Oggi sono sposato, ho 2 bambine, Mariastella
e Mariachiara, e continuo a fare musica e
viaggiare in giro per il mondo: dove mi
chiamano a portare il mio concerto
testimonianza io vado. Oltretutto è il mio
lavoro, non potrei fare altro e lo faccio
perché sento che è una chiamata.
Mia moglie Paola condivide questa scelta, la
sostiene e quando sono via, so che lei è a
casa con le bimbe e tutto procede bene.
Quando sono in casa sono un padre attento e
mi prodigo per la famiglia. Non sempre è
facile riuscire a conciliare bene le cose ma
devo dire che, collaborando e pregando
insieme, troviamo sempre la soluzione al
problema.
Quando scrivi
una canzone, quali sono i “motivi” che la
ispirano?
Scrivere le canzoni è sempre diverso. Non
c’è una canzone che è nata in modo uguale
all’altro. Il punto di ispirazione è sempre
legato però a momenti di preghiera.
Ogni canzone nasce lentamente: prima la
sento nel cuore e poi comincio a lavorarla,
in quei momenti, ahimé per Paola, ho solo la
canzone in testa ma poi, quando è finita,
leggo la soddisfazione nei suoi occhi e so
che non ho tolto nulla alla famiglia.
Pregare è
fondamentale per la vita di noi cristiani:
come vedi la preghiera e il pregare in
famiglia?
La preghiera è fondamentale ed importante,
non sempre purtroppo si riesce ad avere la
costanza, ma se manca lo avverti subito.
Il mio cantare non avrebbe senso se non ci
fosse la preghiera: è la forza che mi guida
ed è un punto fondamentale sul quale è nato
il nostro matrimonio e l’essere famiglia, ma
guai se mancasse. Oggigiorno, con tutti gli
stimoli esterni e tutte le attività legate
al ruolo genitori-figli spesso si dimentica
che è il Vangelo e la preghiera il vero
aspetto da coltivare.
Il mondo esterno non ti facilita questo
ruolo fondamentale, ma con la buona volontà
e cercando di vivere il più possibile legati
a questi valori si riesce a superare questa
barriera. Le nostre bimbe frequentano una
scuola cattolica proprio perché desideriamo
che vivano una realtà di fede anche fuori da
casa e ci stiamo impegnando a fargliela
vivere anche nell’ambito della Chiesa,
affiancandole attraverso il cammino
dell’oratorio, del catechismo e cercando di
far comprendere l’importanza della comunità
cristiana e facendo capire l’importanza
della Santa Messa. E’ importante educarli,
fin da piccoli, a questi valori e farli
crescere dentro loro, perché questa è la
prima vera missione del genitore.
Hai una
famiglia splendida: cosa pensano le tue
bambine del loro papà che canta così bene?
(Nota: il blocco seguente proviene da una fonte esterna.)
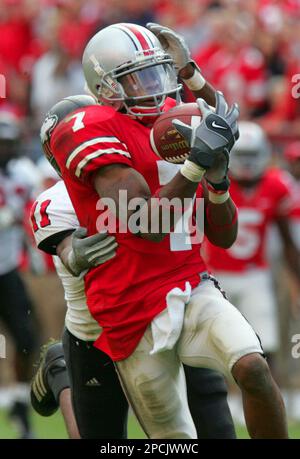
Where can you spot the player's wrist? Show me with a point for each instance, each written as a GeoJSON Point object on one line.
{"type": "Point", "coordinates": [218, 193]}
{"type": "Point", "coordinates": [72, 265]}
{"type": "Point", "coordinates": [192, 171]}
{"type": "Point", "coordinates": [196, 81]}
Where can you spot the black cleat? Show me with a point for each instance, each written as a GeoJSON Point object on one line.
{"type": "Point", "coordinates": [50, 379]}
{"type": "Point", "coordinates": [19, 414]}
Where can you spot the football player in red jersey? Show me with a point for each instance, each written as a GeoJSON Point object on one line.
{"type": "Point", "coordinates": [263, 197]}
{"type": "Point", "coordinates": [155, 301]}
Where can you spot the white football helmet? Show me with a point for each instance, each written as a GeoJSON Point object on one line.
{"type": "Point", "coordinates": [251, 154]}
{"type": "Point", "coordinates": [126, 67]}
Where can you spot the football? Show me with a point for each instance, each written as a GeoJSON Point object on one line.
{"type": "Point", "coordinates": [165, 140]}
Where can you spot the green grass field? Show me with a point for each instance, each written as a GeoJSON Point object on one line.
{"type": "Point", "coordinates": [53, 428]}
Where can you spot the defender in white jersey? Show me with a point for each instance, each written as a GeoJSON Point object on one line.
{"type": "Point", "coordinates": [96, 392]}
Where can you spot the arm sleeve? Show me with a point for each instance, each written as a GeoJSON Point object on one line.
{"type": "Point", "coordinates": [96, 145]}
{"type": "Point", "coordinates": [52, 218]}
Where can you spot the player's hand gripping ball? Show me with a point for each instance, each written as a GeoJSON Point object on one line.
{"type": "Point", "coordinates": [166, 141]}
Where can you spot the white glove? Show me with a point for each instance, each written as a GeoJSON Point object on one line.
{"type": "Point", "coordinates": [88, 252]}
{"type": "Point", "coordinates": [173, 44]}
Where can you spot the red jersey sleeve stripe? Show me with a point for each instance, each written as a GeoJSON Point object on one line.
{"type": "Point", "coordinates": [97, 154]}
{"type": "Point", "coordinates": [91, 143]}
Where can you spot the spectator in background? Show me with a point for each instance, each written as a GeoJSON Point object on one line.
{"type": "Point", "coordinates": [57, 73]}
{"type": "Point", "coordinates": [16, 179]}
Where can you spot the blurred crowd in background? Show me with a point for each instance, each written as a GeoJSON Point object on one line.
{"type": "Point", "coordinates": [248, 49]}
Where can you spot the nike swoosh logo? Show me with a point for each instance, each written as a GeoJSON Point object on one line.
{"type": "Point", "coordinates": [214, 124]}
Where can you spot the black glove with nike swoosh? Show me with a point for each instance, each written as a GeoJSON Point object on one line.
{"type": "Point", "coordinates": [212, 141]}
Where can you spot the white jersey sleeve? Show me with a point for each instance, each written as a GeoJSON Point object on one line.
{"type": "Point", "coordinates": [52, 218]}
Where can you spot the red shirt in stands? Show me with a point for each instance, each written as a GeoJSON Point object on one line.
{"type": "Point", "coordinates": [257, 208]}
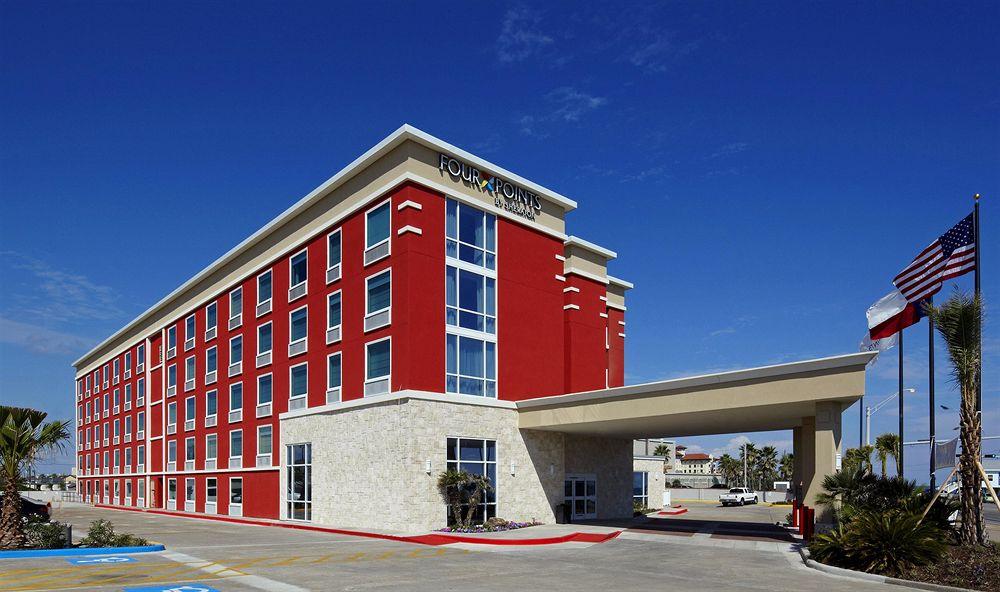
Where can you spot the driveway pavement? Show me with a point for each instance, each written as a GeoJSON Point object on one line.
{"type": "Point", "coordinates": [203, 555]}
Le mie bambine sono felici di avere un papà
che canta e le rare volte che sono presenti
ai miei concerti, soprattutto la grande,
Mariastella, desidera starmi vicino a volte
anche sul palcoscenico. Questo è molto bello
e mi dà gioia. Sono contente che vado a
cantare e sanno che se non lavoro sono a
casa e che possono contare sempre su di me.
Soprattutto non amo far pesare loro il fatto
di avere un papà cantautore e quindi non
faccio pressione su questa scelta di vita.
Una volta,
quando sei venuto a cantare nella mia città,
una mia collega mi ha detto:
“Ha una forza interiore molto forte,
comunica con la sua musica e le sue parole,
una fede profonda. Non mi stancherei mai di
ascoltarlo. Mi ha dato tanta carica dentro!”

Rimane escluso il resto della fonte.